Written by Edith Wharton
The Library of America, 1985; 285 pages
Originally published 1920
If I'm going to see a film made from a book, I generally prefer to read the book first. But that being said, I should also say thank goodness for Martin Scorsese. If I hadn't finally seen Scorsese's magnificent 1993 film of The Age of Innocence, I might never have made up my mind to read the book. And that would have been a definite shame because, as I discovered with pleasure, Edith Wharton's novel is one of the finest books of the 20th Century.
The book, which won the Pulitzer Prize for fiction in 1921, is set in late 19th Century New York society, and tells the story of Newland Archer, a young lawyer and man-about-town. Archer marries a young society woman, May Welland, but is attracted to her cousin, Countess Ellen Olenska, who has left her wealthy and abusive Polish husband and fled back to her American family. Ellen Olenska is hoping to divorce the Count, and Archer's firm is handling the Countess's legal affairs. The young attorney is assigned to her "case" and their professional dealings soon lead to a more romantic relationship – mild by today's standards of course, but fairly sizzling by the standards of that time and place.
The Age of Innocence is a satirical look at a recently-bygone age, but also a nostalgic one. And the style of writing so perfectly fits the era of the book's setting, I had to keep reminding myself that Wharton was writing in 1920. The book explores the theme of women's changing roles, as well as the importance of family and personal honor and integrity, and the problems facing a society in the midst of changing times.

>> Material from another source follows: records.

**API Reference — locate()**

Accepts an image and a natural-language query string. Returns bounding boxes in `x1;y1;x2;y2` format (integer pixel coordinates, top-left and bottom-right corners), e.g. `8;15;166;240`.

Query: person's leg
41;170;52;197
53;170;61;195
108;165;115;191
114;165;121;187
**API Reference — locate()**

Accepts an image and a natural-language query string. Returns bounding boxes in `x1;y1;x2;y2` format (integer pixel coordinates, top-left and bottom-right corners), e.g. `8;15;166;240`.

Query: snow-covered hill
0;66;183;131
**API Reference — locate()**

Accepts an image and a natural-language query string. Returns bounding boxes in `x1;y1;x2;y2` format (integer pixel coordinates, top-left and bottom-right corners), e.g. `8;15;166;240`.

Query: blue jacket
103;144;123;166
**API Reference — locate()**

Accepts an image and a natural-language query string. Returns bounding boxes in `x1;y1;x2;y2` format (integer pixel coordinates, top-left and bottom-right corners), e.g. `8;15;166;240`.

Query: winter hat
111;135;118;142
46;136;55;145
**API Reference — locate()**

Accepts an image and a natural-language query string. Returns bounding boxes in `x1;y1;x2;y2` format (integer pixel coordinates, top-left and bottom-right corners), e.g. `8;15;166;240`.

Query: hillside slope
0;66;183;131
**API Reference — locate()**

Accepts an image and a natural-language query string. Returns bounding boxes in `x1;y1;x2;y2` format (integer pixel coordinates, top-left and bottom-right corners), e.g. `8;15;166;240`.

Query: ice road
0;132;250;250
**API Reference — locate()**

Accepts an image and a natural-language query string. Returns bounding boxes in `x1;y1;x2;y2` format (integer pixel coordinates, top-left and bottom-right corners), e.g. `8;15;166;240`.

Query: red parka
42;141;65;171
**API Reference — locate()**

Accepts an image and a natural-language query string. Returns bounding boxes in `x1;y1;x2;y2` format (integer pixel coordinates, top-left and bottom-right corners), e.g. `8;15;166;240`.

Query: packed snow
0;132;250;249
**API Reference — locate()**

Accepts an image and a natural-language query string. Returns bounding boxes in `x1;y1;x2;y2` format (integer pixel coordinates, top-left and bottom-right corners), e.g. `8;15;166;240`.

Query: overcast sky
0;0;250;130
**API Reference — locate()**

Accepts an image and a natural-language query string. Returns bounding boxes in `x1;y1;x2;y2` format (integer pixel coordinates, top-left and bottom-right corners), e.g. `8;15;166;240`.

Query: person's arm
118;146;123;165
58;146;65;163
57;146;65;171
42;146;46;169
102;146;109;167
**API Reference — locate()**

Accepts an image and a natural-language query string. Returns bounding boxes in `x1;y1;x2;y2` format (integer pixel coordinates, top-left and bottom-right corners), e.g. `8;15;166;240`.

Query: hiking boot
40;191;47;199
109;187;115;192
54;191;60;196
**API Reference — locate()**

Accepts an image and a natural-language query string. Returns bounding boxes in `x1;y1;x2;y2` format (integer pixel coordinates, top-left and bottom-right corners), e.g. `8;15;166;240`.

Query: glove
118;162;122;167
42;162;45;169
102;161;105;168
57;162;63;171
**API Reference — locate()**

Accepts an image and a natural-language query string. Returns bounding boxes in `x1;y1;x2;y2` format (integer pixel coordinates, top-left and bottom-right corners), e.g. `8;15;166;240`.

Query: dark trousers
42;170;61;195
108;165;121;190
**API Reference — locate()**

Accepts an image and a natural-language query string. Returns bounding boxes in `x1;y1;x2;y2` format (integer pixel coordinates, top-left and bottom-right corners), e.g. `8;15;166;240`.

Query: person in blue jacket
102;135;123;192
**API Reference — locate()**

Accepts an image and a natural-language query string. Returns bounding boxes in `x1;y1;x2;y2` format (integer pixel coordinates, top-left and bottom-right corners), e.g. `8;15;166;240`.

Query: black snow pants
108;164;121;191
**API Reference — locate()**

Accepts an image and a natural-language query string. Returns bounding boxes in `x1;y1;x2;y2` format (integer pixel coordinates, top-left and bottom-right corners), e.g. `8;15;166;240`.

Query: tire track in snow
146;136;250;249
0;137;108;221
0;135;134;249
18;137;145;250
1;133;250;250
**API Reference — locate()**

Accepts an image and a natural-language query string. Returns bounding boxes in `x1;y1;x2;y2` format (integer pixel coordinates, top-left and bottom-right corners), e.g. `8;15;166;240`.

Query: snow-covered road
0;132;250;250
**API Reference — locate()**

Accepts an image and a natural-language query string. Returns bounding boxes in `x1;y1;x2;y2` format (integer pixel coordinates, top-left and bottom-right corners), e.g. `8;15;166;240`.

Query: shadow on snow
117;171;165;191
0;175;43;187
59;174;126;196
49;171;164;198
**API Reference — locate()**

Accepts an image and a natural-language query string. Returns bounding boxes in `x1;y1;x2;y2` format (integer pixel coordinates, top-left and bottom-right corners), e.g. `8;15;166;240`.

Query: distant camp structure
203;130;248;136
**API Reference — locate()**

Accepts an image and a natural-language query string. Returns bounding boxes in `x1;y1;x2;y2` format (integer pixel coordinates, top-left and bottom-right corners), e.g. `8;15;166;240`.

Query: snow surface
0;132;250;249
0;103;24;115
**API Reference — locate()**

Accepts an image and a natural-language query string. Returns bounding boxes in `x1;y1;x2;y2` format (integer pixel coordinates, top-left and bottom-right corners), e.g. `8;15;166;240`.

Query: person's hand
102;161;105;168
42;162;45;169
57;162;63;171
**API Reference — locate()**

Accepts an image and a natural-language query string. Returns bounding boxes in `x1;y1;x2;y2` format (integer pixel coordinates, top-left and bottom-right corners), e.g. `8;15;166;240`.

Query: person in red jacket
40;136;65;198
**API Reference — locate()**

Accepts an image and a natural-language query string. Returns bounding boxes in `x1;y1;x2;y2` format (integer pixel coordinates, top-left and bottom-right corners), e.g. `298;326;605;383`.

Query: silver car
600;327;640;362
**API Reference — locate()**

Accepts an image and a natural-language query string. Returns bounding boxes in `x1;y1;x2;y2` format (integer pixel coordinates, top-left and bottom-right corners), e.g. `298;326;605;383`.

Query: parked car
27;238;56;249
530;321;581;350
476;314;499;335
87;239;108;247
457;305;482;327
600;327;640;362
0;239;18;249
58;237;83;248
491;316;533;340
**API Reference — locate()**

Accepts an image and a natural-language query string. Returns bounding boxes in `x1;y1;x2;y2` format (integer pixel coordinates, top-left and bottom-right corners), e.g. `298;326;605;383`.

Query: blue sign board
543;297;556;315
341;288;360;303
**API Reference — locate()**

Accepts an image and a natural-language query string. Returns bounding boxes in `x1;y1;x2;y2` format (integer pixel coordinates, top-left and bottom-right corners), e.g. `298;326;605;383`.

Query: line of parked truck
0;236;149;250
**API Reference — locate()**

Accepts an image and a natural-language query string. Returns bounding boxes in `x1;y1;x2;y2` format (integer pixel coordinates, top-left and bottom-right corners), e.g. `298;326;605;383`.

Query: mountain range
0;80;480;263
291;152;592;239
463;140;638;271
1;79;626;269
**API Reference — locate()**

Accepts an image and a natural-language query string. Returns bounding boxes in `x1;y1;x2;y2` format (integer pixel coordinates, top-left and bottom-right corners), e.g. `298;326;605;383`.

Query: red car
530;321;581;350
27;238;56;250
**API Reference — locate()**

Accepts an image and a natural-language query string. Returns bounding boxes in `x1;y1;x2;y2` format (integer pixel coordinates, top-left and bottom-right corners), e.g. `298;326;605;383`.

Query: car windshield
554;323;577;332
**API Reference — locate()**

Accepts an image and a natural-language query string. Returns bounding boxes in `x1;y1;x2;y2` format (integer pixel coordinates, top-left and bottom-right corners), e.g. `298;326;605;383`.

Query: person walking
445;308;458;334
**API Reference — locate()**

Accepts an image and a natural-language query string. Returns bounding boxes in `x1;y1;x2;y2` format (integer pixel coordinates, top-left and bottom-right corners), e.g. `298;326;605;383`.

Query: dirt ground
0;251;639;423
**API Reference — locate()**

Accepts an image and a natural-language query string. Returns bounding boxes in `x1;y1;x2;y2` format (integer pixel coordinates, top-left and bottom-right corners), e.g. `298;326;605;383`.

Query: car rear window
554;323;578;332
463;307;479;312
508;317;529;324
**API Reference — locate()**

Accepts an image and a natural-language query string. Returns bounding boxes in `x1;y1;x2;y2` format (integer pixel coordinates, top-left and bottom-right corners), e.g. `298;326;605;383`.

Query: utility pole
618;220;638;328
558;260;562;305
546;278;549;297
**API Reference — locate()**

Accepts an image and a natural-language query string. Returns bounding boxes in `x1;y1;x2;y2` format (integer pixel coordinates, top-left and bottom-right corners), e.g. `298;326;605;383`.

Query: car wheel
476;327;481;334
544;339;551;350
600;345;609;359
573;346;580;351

All themes that are still significant for our own era.
I highly recommend this book to all readers, and I really regret it took me so long to get around to reading it myself. I tried reading Wharton's House of Mirth many years ago and just couldn't really get into it. Well, there's no accounting for adolescence – my high school self found Pride and Prejudice mind-numbingly boring, too. But after falling in love with The Age of Innocence, I'm thinking I should really give Wharton's other works another try.